La Crisis Energética Amenaza el 96% de las MIPYMES Privadas en Cuba
lunes, 23 de febrero de 2026
En pocas palabras
Un informe revela que casi todas las micro, pequeñas y medianas empresas privadas en Cuba enfrentan serios riesgos por la escasez de combustible.
Mas detalles
Qué pasó
La sombra de la escasez se cierne sobre la isla, y esta vez, toca el corazón de las nuevas empresas. Un informe fresco, como el rocío de la mañana, nos cuenta una historia preocupante. El 96% de las micro, pequeñas y medianas empresas privadas en Cuba, esas que le dan un nuevo aire a la economía, están pisando arenas movedizas por la falta de combustible. Es como si el motor que las impulsa, de pronto, se hubiera quedado sin gasolina.
Esto significa que de cada cien negocios pequeños, noventa y seis sienten ya el pellizco o están a punto de sentirlo. Es un golpe duro para el sector más dinámico que ha surgido en años, ese que prometía nuevas avenidas para muchos.
Dónde y cuándo
Esta preocupación no es un rumor de esquina, viene de un estudio serio del economista cubano Oniel Díaz Castellanos, publicado por la consultoría AUGE. Miramos al cierre de diciembre de 2024, cuando 9,236 de estas MIPYMES estaban registradas por la ONEI en toda Cuba.
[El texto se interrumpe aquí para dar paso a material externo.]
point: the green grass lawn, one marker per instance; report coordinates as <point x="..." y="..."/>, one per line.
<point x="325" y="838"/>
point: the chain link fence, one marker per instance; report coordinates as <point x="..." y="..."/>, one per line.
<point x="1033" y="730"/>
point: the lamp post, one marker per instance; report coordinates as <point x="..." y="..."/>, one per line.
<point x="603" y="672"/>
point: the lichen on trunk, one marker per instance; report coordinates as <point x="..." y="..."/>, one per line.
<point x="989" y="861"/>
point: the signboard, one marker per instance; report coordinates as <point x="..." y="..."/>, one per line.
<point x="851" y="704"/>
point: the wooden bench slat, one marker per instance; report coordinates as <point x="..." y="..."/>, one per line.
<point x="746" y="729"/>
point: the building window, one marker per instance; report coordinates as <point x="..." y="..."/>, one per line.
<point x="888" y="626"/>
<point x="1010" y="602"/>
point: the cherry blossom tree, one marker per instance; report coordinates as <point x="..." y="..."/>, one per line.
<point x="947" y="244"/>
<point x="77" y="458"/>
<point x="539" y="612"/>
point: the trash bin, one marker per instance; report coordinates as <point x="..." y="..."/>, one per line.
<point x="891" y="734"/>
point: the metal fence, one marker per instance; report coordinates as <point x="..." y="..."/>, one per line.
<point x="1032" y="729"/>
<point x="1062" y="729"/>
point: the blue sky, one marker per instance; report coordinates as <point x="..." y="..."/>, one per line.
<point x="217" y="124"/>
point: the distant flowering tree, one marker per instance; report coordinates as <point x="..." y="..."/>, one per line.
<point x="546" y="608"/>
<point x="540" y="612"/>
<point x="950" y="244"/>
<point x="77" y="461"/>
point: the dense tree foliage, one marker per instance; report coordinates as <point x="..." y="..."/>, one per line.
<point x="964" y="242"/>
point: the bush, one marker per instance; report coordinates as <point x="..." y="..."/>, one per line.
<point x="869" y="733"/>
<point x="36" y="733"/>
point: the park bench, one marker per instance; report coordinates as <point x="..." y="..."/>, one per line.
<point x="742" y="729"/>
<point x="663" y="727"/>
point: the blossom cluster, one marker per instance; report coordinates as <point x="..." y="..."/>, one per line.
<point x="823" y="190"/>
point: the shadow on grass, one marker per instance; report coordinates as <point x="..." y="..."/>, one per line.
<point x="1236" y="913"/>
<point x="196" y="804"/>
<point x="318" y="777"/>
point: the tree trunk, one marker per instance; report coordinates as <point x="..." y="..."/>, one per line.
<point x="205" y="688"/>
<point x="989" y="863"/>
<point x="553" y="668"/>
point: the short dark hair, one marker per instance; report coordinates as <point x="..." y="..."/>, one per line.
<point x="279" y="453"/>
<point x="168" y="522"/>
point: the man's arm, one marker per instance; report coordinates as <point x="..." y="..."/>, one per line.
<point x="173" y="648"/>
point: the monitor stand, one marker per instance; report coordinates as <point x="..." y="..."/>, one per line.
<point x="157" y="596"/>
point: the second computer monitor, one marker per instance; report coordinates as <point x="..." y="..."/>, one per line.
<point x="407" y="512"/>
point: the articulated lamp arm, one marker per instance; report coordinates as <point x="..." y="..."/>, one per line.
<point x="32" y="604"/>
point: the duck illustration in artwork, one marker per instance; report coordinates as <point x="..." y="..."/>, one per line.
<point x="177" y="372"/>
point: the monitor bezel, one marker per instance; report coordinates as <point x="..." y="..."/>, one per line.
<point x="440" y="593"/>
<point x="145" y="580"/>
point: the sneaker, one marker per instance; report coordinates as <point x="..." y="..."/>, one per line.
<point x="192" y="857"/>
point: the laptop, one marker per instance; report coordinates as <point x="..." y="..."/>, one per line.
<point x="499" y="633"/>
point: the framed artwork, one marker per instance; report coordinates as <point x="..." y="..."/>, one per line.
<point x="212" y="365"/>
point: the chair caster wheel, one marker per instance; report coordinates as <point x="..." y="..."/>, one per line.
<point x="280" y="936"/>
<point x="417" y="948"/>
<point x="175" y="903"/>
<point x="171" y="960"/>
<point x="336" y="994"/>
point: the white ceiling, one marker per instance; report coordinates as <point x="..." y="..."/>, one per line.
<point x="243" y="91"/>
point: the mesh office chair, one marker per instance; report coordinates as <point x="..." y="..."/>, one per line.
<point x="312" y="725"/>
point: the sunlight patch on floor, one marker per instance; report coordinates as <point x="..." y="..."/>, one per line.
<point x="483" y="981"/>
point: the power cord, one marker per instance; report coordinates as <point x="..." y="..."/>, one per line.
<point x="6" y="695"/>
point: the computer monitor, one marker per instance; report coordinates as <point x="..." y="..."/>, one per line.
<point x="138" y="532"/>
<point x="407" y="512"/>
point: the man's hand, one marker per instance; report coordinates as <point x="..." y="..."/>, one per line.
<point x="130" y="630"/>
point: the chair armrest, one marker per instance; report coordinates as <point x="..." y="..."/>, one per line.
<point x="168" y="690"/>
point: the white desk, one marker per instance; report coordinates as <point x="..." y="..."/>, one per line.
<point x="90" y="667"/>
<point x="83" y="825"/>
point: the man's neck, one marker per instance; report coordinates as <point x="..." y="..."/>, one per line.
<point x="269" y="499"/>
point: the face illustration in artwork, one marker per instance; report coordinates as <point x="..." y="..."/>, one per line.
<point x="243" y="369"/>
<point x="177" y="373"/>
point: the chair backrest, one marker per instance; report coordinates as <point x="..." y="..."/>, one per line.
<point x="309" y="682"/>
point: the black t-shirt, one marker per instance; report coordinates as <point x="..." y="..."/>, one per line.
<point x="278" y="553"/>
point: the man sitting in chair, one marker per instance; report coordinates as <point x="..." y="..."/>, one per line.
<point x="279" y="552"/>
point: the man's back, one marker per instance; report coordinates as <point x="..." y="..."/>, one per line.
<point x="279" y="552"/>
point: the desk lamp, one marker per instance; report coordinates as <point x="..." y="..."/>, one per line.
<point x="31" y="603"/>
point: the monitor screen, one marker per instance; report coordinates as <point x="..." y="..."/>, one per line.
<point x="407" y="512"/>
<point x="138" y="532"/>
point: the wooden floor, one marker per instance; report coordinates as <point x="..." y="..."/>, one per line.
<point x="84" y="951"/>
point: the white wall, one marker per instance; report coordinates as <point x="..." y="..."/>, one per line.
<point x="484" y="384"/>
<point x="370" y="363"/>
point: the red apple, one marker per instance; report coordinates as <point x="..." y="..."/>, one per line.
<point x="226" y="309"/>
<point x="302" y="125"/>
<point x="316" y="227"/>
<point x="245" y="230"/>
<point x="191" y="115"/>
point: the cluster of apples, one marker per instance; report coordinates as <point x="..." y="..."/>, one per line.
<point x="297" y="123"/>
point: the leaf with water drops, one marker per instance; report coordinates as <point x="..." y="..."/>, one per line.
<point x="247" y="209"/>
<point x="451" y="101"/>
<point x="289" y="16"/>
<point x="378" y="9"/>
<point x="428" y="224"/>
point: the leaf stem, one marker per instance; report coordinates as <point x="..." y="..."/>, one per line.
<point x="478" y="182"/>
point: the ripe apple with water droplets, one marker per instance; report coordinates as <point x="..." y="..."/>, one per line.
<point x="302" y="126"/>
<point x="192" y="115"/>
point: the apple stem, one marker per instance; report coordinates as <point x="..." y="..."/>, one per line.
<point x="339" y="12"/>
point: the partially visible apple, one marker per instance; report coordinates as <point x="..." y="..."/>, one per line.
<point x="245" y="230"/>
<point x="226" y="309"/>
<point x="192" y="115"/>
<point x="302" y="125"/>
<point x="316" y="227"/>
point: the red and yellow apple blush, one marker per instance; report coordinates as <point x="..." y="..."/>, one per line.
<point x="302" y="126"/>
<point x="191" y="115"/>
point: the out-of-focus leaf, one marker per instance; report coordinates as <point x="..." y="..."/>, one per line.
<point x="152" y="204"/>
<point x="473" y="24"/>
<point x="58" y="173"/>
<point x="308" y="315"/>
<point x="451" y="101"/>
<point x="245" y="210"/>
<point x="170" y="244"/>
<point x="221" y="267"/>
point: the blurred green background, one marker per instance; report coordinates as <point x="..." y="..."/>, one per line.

El informe, que ve la luz en febrero de 2026, pinta el panorama.
La Habana, esa ciudad que nunca duerme, concentra el 43% de estas empresas, unas 3,966. Imaginen sus calles, sus pequeños talleres, sus negocios de barrio, todos mirando el reloj, esperando una solución que no llega. El corazón de la capital late con la incertidumbre de la energía.
Por qué es importante
Esto no es un dato menor, es el pulso de miles de familias. Para los emprendedores cubanos, para esos soñadores que abrieron sus propios negocios, esta crisis es un muro alto. Si las empresas cierran, se apagan sueños, se pierden empleos y la chispa que buscaba encender la economía se debilita. Es un riesgo que afecta no solo a los dueños, sino a sus trabajadores y a la comunidad entera que depende de esos pequeños comercios.
El informe señala que 8,904 de estas empresas están en la cuerda floja, y más de mil podrían bajar sus persianas para siempre si la escasez se alarga. Apenas un puñado, 332 para ser exactos, tienen la espalda ancha para aguantar el temporal sin doblarse.
Qué dicen las partes
El economista Díaz Castellanos y la consultoría AUGE, con su informe, alzan la voz. Nos muestran los números, fríos pero elocuentes. Nos recuerdan que ya en 2025, en una encuesta propia, las empresas declaraban que la energía era su talón de Aquiles.
Una parte de estas empresas, el 48%, ya se buscó la vida con paneles solares o generadores. Hicieron lo que pudieron para esquivar el golpe. Pero la otra mitad, un 52%, no tuvo esa suerte ni esa posibilidad. Quedaron a la intemperie, sin un paraguas para la tormenta que se avecina.
Qué viene ahora
El camino que sigue parece cuesta arriba. Los apagones, el combustible que no aparece en el mercado formal y la falta de divisas, todo esto se junta en un nudo apretado. La incertidumbre es el pan de cada día para muchos. Miraremos cómo estas empresas luchan por sobrevivir, cómo los emprendedores buscan soluciones ingeniosas en medio de la adversidad. Es una prueba de fuego para la resiliencia cubana. Y el relato, claro, seguirá su curso.